Preserving and promoting the greatest part of the rich inheritance of Yugoslav composer Josip Štolcer Slavenski (1896-1955) was entrusted to the Union of Yugoslav Composers' Organizations (SOKOJ) and is located on 1 Nikola Pašic Square in Belgrade, which (since 1997) also houses the Music Information Center (MIC).

The Josip Slavenski Legacy was officialy opened on December 8th 1983 as a memorial room which consists of a collection of books and scores, instruments, personal belongings, letters and manuscripts, which were once located in the composer's study in 33 Svetosavska Street in Belgrade. The aim of this foundation is to preserve the heritage of this composer by looking after his estate and promoting his music by publishing compact discs with his works, using a musicological approach to his lesser known works in our possession, and through concerts and roundtables devoted to his music.

J. Slavenski's personal belongings from his original study reflect his interest in Balkan culture and customs, so one can see naturally dyed rugs form Pirot, a set of traditionally engraved tables from Konjic in Bosnia, authentic hand-made wooden chairs from Montenegro, and many different folk instruments such as the darabuka (Arabian drum), tambourine, gusla...

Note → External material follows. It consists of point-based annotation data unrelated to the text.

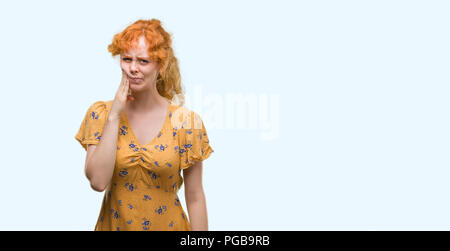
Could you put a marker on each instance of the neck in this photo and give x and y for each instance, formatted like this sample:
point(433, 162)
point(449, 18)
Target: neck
point(147, 100)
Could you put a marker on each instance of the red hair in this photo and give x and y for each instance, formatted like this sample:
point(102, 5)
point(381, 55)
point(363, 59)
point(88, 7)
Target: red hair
point(168, 82)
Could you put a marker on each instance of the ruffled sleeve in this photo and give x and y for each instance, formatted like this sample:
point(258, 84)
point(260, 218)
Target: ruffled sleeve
point(92, 126)
point(194, 142)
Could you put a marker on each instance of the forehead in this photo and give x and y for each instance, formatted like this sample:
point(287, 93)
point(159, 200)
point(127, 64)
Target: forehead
point(140, 49)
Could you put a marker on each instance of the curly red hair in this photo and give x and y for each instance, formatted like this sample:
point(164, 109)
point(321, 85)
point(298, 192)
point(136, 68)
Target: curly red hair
point(160, 50)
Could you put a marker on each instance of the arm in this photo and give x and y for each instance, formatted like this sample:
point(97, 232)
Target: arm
point(195, 197)
point(100, 158)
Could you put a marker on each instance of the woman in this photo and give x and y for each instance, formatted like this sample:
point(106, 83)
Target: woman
point(138, 143)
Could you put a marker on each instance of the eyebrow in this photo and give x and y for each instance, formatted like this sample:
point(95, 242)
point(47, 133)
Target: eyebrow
point(146, 58)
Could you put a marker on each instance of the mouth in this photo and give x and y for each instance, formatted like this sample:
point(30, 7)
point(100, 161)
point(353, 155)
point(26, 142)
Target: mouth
point(136, 79)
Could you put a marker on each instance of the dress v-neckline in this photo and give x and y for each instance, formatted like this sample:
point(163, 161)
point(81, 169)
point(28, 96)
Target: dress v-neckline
point(127, 122)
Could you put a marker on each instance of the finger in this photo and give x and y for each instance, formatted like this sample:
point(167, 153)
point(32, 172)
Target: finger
point(126, 87)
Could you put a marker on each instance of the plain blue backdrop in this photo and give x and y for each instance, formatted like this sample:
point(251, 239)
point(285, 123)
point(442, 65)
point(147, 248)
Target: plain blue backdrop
point(360, 126)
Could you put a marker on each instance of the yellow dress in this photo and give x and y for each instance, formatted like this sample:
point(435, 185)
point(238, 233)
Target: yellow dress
point(142, 194)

His library fund contains 3,360 items: 1,271 written and published works of music, 822 books, 153 gramophone records, 16 boxes of tapes, and 1,099 letters. Slavenski's book collection includes literature from many diverse areas such as music theory, physics, astronomy, psychology, linguistics, ethnology, as well as biographies of historic figures such as Ludwig van Beethoven, Richard Wagner, Giovanni Perluigi da Palestrina, Nikola Tesla, and many others.

Slavenski bequethed a very large and interesting correspondence, which today represents a unique document of a bygone era. Slavenski and his contemporaries corresponded in eleven languages: Serbo-Croatian, Slovenian, Russian, Bulgarian, Czech, English, German, French, Hungarian, Greek, and Turkish. This collection preserves authentic letters and autographs of renowned performers, composers, music scholars, and conductors, including Krešimir Baranovic, Jakov Gotovac, Slavko Osterc, Petar Stojanovic, Miloje Milojevic, Stevan Hristic, Ljubica Maric, Edward Dent, Petar Bingulac, Stana Ðuric-Klajn, Zlatko Balokovic, Leopold Stokowski, Alois Hába, Jozef Suk, and Zoltán Kodály.

I discovered https://www.youtube.com/channel/UCIo2x4lsZwUA9O4YXa0uPGQ
on You Tube. Fascinating collection of unknown composers from Serbia.

P.

pjme

#1
https://www.youtube.com/v/3sT91KGutzY

I hope to find Danijela Spiric-Beard's thesis : Border-Bridge -Crossroads: the construction of Yugoslav identity in Music 1835-1938.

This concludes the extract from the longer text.